But this is a difficult mental routine to maintain, and mastering the art of cutting detritus loose — let alone separating the detritus from the valuable — is even tougher, given the human brain's overperception of loss. When I interviewed Merlin Mann on The Marketplace of Ideas, we discussed a modern fantasy: hiring guys to take all your things away and bring back only what you actually use over the following weeks. How much of our junk would any of us, in all honesty, get back? A third? Maybe half? Moving house, to an extent, provides a natural opportunity for this sort of procedure, which may be why my internal countdown-to-relocation clock seems to be calibrated on a three-ish year cycle. Too much time in one place, and it fills with kipple.
As for time, so for space. I suppose I'm lucky that, while I'm a mid-twentysomething and thus relegated to a succession of small apartments, I also prefer a multiplicity of small, minimally-designed spaces, both aesthetically and intellectually. I fear not that my next place will have too little room, but too much; I worry not that I will have too few possessions to my name, but too many. My dream is to have several available dwellings, absolutely no larger than I require, in select locations across the globe. The homes I desire bear no nooks or crannies amenable to the accumulation of tchotchkes, knick-knacks, whimsicalities and other material of nightmares, nor do they present sprawling stretches of open wall or floor that sing siren songs of "fill me, fill me." While I find the look of smaller, emptier rooms pleasurable, what's more important is that I myself am actually better — sharper, more capable, deadlier — when I'm in them.
A recent epiphany — experienced, naturally, while tidying up — suggested that one's home, as well as all the other locations one inhabits, temporally and psychologically, is primarily an environment for thought. As Graham writes above, clutter exhausts; I personally find that a surfeit of discrete objects seriously get under my skin. The less there is around, the better I think, and that holds for concrete surroundings as well as for computing — as the above-linked Tufte once remarked, "No matter how cool your interface is, it would be cooler if there were less of it" — and for the sonic background — no mistake that I link to three ambient music blogs. This is what repays, and then some, the perpetual effort to excise stuff.

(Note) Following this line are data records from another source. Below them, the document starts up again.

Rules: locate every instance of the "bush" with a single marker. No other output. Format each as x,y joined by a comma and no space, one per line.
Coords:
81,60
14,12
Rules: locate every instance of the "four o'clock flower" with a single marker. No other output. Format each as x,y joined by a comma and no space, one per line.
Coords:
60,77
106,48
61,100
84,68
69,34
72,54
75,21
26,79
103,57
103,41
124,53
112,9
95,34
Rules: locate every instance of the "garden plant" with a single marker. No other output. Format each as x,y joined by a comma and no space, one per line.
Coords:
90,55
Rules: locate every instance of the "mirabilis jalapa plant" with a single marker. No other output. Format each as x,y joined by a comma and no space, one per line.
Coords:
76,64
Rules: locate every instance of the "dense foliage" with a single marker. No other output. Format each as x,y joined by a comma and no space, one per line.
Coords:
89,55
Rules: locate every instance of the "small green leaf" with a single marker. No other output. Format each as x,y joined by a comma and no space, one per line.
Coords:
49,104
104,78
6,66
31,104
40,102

I consider the double-edged-swordiness of possessions to go hand-in-hand with another of the useful, far-reaching (and few) realizations of my adult life: experience is the important factor, no matter what the entity, event or concept considered. Perhaps a representative culinary example. I used to believe that I simply disliked Italian food because, for most of my life, my experience of the cuisine consisted of gigantic portions and relative blandness: enormous bowls of monoflavor pasta; endless punishing, indistinguishable layers of lasagna; monotonous loaves of garlic bread stretching to infinity. Turns out I only disliked the Olive Garden-y treatment of Italian food I'd been getting in restaurants, which, at least in most of what I've seen in the States, hews to quantity and away from quality. There indeed exist Italian joints that I find choice, and they invariably serve much smaller portions.

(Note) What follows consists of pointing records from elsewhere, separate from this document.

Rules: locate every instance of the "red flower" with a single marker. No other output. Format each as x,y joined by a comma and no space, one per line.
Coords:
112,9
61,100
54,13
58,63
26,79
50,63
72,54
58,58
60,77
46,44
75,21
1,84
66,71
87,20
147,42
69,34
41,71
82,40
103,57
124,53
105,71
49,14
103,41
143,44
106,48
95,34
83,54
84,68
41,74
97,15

It's a common populist joke to poke fun at "fancy" restaurants' tendency to charge higher prices for relatively tiny amounts of food when compared to their more mainstream counterparts, but it only works if you consider food to be a fungible good. I don't; in fact, the older I get, the less I consider to be truly fungible. At this point, almost nothing is simply a product to be purchased wherever it's cheapest. Everything has some experience component, and in the case of comestibles, it's a significant one. While it may well be possible to obtain the "same" food, in that it's made of many of the same molecules, from the convenience store down the street as from the downtown eatery, the two experiences bear only a trivial similarity. (The same goes for buying the "same" record in a clean, well-organized shop versus yanking it from the bottom of the umpteenth disorganized Goodwill bin of the day.) Not being immortal and thus obligated to have the best experiences I can, I'm ready and willing to shell out the bucks for a superior experience in any venue. (And in the case of food, reduced serving size is a benefit in and of itself; cheaper restaurants charge less for more, but they tend to serve amounts of food that aren't large enough to produce viable leftovers but leave me on the uncomfortable side of fullness nonetheless, so I'd gladly fork over more money just for the superior experience of a non-distended stomach.)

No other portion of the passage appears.